Hace más de un año, por estas fechas, el Mecanismo de Esclarecimiento Histórico de la Comisión de la Verdad sobre la Guerra Sucia presentó su informe a víctimas, Gobierno y al pueblo de México. Lamentablemente, a la fecha no ha habido ninguna acción pública al respecto. No hemos visto un reconocimiento de los hechos ni la judicialización de los crímenes cometidos ni la puesta a disposición de los represores ante las autoridades. Tampoco ha habido reparación a las víctimas ni memorialización de lo acontecido, y mucho menos se han ofrecido garantías de que eventos similares no volverán a ocurrir.
En este contexto, es crucial recordar las experiencias históricas para desideologizarlas, historizarlas y aprender de ellas.
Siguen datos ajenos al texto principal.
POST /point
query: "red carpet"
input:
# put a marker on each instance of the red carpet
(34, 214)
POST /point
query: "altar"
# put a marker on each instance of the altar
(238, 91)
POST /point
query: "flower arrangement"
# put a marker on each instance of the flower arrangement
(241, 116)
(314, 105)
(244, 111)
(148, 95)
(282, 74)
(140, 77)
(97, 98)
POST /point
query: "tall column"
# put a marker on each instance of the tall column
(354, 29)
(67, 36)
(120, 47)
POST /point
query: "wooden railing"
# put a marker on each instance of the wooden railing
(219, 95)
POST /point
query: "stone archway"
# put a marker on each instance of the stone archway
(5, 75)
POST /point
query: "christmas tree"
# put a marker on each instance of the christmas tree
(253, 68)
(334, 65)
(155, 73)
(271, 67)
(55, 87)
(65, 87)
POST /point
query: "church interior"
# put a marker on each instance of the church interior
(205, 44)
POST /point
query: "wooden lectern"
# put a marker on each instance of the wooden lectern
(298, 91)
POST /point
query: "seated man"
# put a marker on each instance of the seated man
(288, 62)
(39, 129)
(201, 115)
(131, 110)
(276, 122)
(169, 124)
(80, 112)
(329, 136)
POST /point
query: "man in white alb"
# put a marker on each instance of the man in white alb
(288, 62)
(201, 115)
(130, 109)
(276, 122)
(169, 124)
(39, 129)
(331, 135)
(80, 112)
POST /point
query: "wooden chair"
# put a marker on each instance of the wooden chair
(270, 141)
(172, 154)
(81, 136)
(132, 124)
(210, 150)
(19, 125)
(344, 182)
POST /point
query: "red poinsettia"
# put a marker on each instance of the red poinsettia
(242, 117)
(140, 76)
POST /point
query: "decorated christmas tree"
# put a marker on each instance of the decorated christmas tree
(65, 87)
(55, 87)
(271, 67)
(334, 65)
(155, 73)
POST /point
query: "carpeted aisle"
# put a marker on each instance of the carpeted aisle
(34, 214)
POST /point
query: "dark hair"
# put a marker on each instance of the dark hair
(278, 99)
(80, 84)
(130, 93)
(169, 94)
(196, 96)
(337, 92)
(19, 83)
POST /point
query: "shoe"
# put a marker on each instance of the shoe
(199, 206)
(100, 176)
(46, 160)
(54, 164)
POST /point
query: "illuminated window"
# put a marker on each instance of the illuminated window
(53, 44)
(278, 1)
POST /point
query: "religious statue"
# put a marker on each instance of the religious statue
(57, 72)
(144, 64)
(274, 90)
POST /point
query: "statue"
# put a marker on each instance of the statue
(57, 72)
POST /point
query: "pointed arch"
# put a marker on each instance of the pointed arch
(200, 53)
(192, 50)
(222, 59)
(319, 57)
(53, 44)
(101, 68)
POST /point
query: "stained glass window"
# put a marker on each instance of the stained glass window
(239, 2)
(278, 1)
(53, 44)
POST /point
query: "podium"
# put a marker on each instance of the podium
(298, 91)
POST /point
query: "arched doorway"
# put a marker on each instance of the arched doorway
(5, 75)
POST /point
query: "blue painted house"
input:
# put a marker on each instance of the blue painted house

Es en este espíritu que debemos volver a los acontecimientos del 2 de octubre de 1968. Se trata de mirar hacia atrás para impulsar la historia hacia adelante, buscando una mayor liberación, una democracia más profunda y una justicia social más abarcante.
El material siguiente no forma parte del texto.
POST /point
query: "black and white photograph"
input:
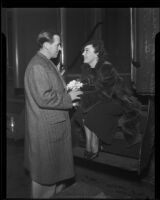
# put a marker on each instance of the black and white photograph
(80, 102)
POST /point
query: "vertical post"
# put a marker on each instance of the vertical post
(63, 46)
(15, 48)
(133, 43)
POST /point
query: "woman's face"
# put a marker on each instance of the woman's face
(90, 56)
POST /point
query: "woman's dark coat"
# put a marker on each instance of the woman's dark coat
(107, 101)
(48, 147)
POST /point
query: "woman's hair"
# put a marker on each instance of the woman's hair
(98, 45)
(46, 36)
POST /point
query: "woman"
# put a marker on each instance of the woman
(107, 100)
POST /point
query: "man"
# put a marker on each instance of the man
(48, 147)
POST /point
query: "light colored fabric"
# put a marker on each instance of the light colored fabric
(48, 146)
(42, 191)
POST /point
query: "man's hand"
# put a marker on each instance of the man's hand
(75, 94)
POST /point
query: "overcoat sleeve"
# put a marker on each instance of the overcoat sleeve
(45, 93)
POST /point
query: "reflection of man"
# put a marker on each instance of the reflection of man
(48, 150)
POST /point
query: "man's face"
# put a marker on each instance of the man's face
(54, 47)
(89, 54)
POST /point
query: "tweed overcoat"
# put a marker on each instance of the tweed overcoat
(48, 146)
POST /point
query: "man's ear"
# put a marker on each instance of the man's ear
(46, 45)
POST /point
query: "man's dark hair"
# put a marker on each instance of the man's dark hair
(46, 36)
(98, 45)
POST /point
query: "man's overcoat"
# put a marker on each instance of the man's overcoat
(48, 146)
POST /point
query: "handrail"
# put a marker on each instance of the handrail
(89, 37)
El movimiento estudiantil de 1968, si bien se originó en actos de represión, escaló para demandar algo mucho más amplio y profundo: una verdadera democracia formal representativa, sin exclusión de ninguna fuerza social, lo que se expresaba en la exigencia de apertura democrática. Querían también un estado popular de derecho, respetuoso de la Constitución y de los derechos fundamentales, incluyendo los de las minorías. Se ha dicho que era un ideario modesto, pero el gobierno de entonces entendió perfectamente que no lo era. Los estudiantes no estaban de acuerdo con la situación estructural del País y perseguían una sociedad con justicia, democracia, libertad y solidaridad, donde existieran las condiciones materiales para lograrlas. Su lema: “Seamos realistas, pidamos lo imposible” encarnaba esa visión.
La reacción violenta del régimen priista autoritario y hegemónico es comprensible a la luz de lo que el movimiento ponía en cuestión. Los estudiantes historizaron conceptos como la propiedad, señalando cómo, en lugar de generar libertad, a menudo producía la esclavitud de las mayorías y la exclusión. El movimiento del 68 fue un acto desideologizador.
Más tarde, en los movimientos armados surgidos de la represión del 68, se historizó también la democracia. La democracia priista de 1968 tenía un sesgo empresarial, capitalista y conservador, con una lógica exclusivamente hegemónica. Por ello, era y es fundamental cambiar las reglas y la lógica del espacio político para garantizar una hegemonía popular verdaderamente incluyente.
El movimiento del 68 buscaba incidir primordialmente en la conciencia colectiva. Fue, antes que nada, un movimiento cultural. La primera batalla a ganar era la de las ideas. Pretendían que, a través de la conciencia colectiva, se tomara conciencia de la inmoral e irracional situación del mundo y del País, de la esperanza de cambios democráticos y de su viabilidad. Querían alcanzar aquellos centros de decisión que aún hoy deciden el rumbo de nuestra sociedad.
En suma, el movimiento del 68 fue la irrupción de la política en lo público. Para el filósofo Alain Badiou, lo político es la gestión de lo público para reproducir el sistema, buscando únicamente el orden y el interés. Esa es la “policía”, la política liberal cooptada por el capital, que los estudiantes del 68 confrontaron. Pero también existe la “política de la emancipación”, la política militante de lo imposible. Demandar lo imposible, como en el Mayo francés, fue un acto absolutamente realista, una ética de las verdades, rupturista y militante.
El movimiento estudiantil de 1968 fue un “acontecimiento”, una “ruptura en la disposición normal de los cuerpos y de los lenguajes”, la creación de nuevas posibilidades, que forzó lo imposible en dirección de lo posible. Fue una sorpresa, una irrupción de la posibilidad de lo imposible, al igual que, muchos años después, el movimiento Yo Soy 132.
La respuesta represiva del régimen diazordacista consolidó un “mal infinito” en términos de Badiou, asegurando el cautiverio, la castración y, en algunos casos, la cooptación institucional. Es nuestra responsabilidad como sociedad, especialmente a la luz de los hallazgos del Mecanismo, asegurarnos de que la memoria de estos acontecimientos inspire una acción pública decidida hacia la justicia y la verdad, garantizando que el “mal infinito” no se repita.